Mory Keïta
- Keïta with Olympic Charleroi

Personal information
- Full name: Mory-Fallo Keïta
- Date of birth: 13 December 1992 (age 33)
- Place of birth: Conakry, Guinea
- Height: 1.90 m (6 ft 3 in)
- Position: Forward

Youth career
- 2002–2005: FC Boly Coleah
- 2005–2006: Elephants de Coleah
- 2006–2007: Baraka Djoma SSG
- 2007–2010: Sporting Charleroi

Senior career*
- Years: Team / Apps / (Gls)
- 2010–2013: Sporting Charleroi / 4 / (0)
- 2011–2012: → Virton (loan) / 14 / (4)
- 2013–2014: Olympic Charleroi / 28 / (18)
- 2015–2016: Wiltz 71 / 17 / (5)
- 2016–2017: La Louvière / 12 / (5)
- 2017: Atlanta Silverbacks / 11 / (3)
- 2018: Patro Eisden
- 2018–2019: Wiltz 71 / 12 / (6)
- 2019: Al Akhdar
- 2019: Kawkab Marrakech
- 2020–2022: Ashanti Golden Boys

= Mory-Fallo Keïta =

Belgian-Guinean footballer (born 1992)

Mory-Fallo Keïta (born 13 December 1992) is a Guinean professional footballer who plays as a forward.

==Club career==

Keïta with Sporting Charleroi

Keïta with Olympic Charleroi

===Youth career===
Mory began his footballing career at the age of 12 with his hometown, Conakry-based local side, FC Boly Coleyah. In 2005, he began playing for another local side, Elephants de Coleyah. He signed a one-year contract in 2006 with Baraka Djoma SSG and represented the Conakry-based side at various levels. He first moved out of Guinea in 2007 to Belgium where he began plying his trade with the junior sides of Belgian giants, Sporting Charleroi

===Charleroi===
Impressed with his brilliant display for the junior sides of the Charleroi-based side, the club management decide to promote the player to the senior side in 2007. He made his debut for the senior side on 3 February 2011 in a 2–0 win over Beerschot AC. He made 4 appearances in the 2010–11 Belgian Pro League.

===Virton===
He moved on loan to Belgian Division 3 side, Virton in 2011. He made his Belgian Second Amateur Division debut and scored his first goal in the competition on 24 August 2011 in a 1–0 win over Royal Football Club Huy. He scored 10 goals in 16 appearances in the 2011–12 Belgian Division 3 season before completing his one-year loan period at the Huy-based club.
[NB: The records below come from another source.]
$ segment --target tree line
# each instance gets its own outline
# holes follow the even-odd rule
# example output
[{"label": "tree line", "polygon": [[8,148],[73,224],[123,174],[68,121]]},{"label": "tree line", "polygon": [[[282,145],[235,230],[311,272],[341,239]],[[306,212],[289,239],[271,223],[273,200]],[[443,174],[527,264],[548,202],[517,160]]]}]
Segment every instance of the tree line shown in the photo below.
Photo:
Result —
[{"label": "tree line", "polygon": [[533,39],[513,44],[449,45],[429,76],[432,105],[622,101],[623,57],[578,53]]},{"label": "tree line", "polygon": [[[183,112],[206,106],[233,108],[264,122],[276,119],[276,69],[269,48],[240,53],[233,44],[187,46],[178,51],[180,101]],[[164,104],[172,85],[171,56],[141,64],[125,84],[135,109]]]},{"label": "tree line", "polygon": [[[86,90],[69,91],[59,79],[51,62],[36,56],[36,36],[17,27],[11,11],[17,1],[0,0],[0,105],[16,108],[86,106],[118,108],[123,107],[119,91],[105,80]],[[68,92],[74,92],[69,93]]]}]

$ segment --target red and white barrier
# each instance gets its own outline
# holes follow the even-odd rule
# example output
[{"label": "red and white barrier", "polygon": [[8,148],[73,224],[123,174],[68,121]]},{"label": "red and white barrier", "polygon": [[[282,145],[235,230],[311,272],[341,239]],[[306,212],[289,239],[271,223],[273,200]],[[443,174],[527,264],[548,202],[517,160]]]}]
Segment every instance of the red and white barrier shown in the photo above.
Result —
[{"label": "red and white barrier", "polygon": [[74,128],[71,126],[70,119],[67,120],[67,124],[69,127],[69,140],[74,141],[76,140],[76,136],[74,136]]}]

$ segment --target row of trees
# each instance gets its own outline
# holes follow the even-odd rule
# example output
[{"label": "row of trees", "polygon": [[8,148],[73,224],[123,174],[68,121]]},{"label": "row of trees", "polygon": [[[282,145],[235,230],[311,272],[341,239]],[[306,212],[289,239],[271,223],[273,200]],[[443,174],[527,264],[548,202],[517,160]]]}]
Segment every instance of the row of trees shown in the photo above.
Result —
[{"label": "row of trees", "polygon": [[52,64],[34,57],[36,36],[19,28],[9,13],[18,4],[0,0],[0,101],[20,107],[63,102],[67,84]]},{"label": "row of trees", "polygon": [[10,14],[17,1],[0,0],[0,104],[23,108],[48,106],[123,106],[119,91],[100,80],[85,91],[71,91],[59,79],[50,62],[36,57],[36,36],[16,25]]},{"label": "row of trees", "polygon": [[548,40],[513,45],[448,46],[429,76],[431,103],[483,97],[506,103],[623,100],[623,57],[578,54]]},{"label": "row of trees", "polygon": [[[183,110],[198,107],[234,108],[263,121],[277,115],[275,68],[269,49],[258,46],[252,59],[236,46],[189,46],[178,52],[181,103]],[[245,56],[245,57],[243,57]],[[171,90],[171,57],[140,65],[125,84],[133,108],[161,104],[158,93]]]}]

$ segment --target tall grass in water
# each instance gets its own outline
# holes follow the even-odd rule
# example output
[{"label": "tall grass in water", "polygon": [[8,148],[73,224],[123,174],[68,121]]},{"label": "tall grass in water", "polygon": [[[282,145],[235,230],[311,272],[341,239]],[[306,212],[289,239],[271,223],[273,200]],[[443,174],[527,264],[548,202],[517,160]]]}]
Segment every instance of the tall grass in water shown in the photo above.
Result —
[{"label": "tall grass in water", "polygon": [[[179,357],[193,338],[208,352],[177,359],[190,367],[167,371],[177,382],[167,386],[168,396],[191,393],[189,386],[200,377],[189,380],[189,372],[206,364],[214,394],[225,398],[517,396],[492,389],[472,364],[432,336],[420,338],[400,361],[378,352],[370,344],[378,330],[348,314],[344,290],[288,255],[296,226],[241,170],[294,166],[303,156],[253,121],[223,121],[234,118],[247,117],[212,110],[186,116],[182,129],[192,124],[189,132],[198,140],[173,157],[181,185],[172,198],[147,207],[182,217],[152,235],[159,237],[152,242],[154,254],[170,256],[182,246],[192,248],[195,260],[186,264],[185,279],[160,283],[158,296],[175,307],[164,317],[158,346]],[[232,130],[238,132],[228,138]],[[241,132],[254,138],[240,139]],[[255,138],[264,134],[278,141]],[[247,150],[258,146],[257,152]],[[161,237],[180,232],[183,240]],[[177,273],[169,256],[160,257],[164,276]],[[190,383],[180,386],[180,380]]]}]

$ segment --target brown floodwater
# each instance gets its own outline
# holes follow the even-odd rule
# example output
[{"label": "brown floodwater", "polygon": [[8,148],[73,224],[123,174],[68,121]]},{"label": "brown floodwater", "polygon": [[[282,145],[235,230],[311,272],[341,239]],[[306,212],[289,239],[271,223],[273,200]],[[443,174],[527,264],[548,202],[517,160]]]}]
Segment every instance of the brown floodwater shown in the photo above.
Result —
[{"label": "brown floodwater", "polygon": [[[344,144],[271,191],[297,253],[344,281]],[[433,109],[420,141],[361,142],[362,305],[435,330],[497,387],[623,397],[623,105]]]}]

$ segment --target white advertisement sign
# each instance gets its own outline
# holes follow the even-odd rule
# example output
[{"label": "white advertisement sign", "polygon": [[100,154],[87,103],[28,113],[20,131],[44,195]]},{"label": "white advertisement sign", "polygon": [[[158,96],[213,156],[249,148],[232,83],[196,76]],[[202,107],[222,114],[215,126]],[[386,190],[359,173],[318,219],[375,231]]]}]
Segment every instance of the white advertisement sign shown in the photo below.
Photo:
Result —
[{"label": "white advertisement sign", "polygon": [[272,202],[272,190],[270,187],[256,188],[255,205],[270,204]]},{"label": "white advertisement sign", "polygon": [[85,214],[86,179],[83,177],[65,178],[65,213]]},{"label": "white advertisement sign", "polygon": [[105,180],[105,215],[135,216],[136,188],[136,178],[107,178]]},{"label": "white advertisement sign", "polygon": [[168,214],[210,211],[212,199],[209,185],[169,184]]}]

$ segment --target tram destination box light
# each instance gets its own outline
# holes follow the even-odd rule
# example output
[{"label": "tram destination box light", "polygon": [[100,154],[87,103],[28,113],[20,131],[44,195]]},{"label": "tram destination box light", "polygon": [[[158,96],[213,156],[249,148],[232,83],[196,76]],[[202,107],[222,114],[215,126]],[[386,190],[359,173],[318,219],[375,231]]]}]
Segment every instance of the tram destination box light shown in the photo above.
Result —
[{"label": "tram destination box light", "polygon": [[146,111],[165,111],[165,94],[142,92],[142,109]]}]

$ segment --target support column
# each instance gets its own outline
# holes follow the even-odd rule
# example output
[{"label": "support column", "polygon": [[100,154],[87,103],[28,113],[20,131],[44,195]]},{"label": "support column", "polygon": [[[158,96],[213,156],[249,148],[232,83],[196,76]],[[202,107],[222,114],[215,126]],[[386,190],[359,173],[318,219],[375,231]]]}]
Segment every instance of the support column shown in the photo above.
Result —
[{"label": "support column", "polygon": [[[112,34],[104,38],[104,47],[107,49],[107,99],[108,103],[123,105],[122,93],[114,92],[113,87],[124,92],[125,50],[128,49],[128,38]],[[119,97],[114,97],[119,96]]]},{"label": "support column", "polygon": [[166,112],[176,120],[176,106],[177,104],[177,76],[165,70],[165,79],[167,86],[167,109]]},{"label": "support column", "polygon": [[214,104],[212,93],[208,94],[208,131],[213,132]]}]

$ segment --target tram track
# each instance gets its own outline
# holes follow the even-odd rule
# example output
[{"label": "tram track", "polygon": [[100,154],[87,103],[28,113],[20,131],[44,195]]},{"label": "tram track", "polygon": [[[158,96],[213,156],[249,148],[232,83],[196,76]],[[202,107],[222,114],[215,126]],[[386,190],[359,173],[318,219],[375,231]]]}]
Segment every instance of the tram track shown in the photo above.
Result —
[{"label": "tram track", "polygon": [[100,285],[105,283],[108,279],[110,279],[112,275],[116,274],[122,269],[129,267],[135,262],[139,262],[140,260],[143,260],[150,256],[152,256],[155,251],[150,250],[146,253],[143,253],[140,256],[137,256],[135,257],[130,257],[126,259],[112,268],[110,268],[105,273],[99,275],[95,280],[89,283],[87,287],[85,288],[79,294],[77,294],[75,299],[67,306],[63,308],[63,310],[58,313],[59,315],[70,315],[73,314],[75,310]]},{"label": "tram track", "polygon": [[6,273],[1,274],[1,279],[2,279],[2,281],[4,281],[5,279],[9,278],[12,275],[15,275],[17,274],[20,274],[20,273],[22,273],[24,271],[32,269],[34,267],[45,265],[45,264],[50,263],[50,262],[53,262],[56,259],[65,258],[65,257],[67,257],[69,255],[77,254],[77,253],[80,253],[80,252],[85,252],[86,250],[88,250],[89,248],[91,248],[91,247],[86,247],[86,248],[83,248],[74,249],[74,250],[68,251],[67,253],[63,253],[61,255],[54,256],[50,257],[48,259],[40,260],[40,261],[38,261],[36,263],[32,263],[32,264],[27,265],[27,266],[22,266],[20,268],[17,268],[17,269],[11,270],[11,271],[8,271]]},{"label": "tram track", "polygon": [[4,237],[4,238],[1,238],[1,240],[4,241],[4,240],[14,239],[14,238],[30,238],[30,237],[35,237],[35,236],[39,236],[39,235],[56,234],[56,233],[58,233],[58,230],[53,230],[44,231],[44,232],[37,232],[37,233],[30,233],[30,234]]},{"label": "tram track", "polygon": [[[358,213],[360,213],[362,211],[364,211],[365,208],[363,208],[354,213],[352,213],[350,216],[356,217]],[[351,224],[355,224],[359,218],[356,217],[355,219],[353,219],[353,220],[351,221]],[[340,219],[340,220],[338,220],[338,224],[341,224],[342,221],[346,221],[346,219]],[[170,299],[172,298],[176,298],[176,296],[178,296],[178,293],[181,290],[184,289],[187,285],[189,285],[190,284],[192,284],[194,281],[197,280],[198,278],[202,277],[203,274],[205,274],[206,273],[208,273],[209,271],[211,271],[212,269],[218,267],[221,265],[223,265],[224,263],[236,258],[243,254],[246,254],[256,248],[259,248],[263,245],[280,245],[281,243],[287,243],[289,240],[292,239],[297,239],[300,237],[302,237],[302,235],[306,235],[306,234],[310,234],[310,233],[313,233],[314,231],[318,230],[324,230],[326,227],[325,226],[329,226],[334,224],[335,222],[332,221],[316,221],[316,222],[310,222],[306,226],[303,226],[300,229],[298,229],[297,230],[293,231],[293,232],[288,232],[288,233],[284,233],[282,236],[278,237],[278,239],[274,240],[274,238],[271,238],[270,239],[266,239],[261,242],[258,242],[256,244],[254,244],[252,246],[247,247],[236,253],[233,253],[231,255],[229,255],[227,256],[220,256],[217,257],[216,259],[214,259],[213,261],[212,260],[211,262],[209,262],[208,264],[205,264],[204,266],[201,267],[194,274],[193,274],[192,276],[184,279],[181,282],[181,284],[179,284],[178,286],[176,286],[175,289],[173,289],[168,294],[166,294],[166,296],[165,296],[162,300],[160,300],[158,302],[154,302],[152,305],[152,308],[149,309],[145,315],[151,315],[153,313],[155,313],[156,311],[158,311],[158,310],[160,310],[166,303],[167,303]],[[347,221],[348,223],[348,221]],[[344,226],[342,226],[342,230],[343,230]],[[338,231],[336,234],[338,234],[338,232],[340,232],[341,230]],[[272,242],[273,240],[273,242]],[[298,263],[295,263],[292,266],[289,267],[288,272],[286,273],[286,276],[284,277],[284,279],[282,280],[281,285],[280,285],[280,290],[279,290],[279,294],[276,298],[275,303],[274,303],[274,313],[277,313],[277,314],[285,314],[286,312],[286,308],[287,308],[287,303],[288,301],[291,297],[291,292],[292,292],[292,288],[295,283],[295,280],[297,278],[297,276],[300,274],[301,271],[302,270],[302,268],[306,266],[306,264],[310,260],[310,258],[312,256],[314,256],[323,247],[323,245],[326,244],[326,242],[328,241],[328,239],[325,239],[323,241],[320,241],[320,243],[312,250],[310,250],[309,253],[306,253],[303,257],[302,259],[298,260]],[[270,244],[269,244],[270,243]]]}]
===Olympic de Charleroi===
He moved back Charleroi in 2013 where he signed a one-year contract with Belgian Division 3 side, Olympic Charleroi. He scored 18 goals in 28 appearances in the 2013–14 Belgian Division 3. He was highly praised for his performances as he had earned his form back after a long unsuccessful period of time and a number of injuries.

===Wiltz 71===
He moved out of Belgium in 2015 after a five-year long spell to Luxembourg where he signed a one-year contract with Wiltz-based side, FC Wiltz 71. He made his Luxembourg National Division on 2 August 2015 in a 6–0 loss against F91 Dudelange and scored his first goal in the competition on 27 September 2015 in a 1–0 win over FC UNA Strassen He scored 5 goals in 20 appearances in the 2015–16 Luxembourg National Division.

===Return to Wiltz 71===
A few hours before the closing of the summer transfer market, Keïta re-joined FC Wiltz 71 after a short period at Belgian club Patro Eisden Maasmechelen. He played 14 games and scored 6 goals before he left at the end of 2018.

===Al Akhdar===
In the winter 2018–19, it was reported that Keïta had signed with Al Akhdar SC in Libya. He confirmed in an interview in February 2019, that the club had invited him, paid for everything and he had signed a six-months contract with an option for one further year. However, he also announced in the interview, that he was waiting for his work visa.

===Kawkab Marrakech===
On 25 July 2019 it was confirmed, that Keïta had joined Moroccan club Kawkab Marrakech.

===Ashanti Golden Boys===
In 2020, Keïta returned to Guinea where he signed with Guinée Championnat National club Ashanti Golden Boys.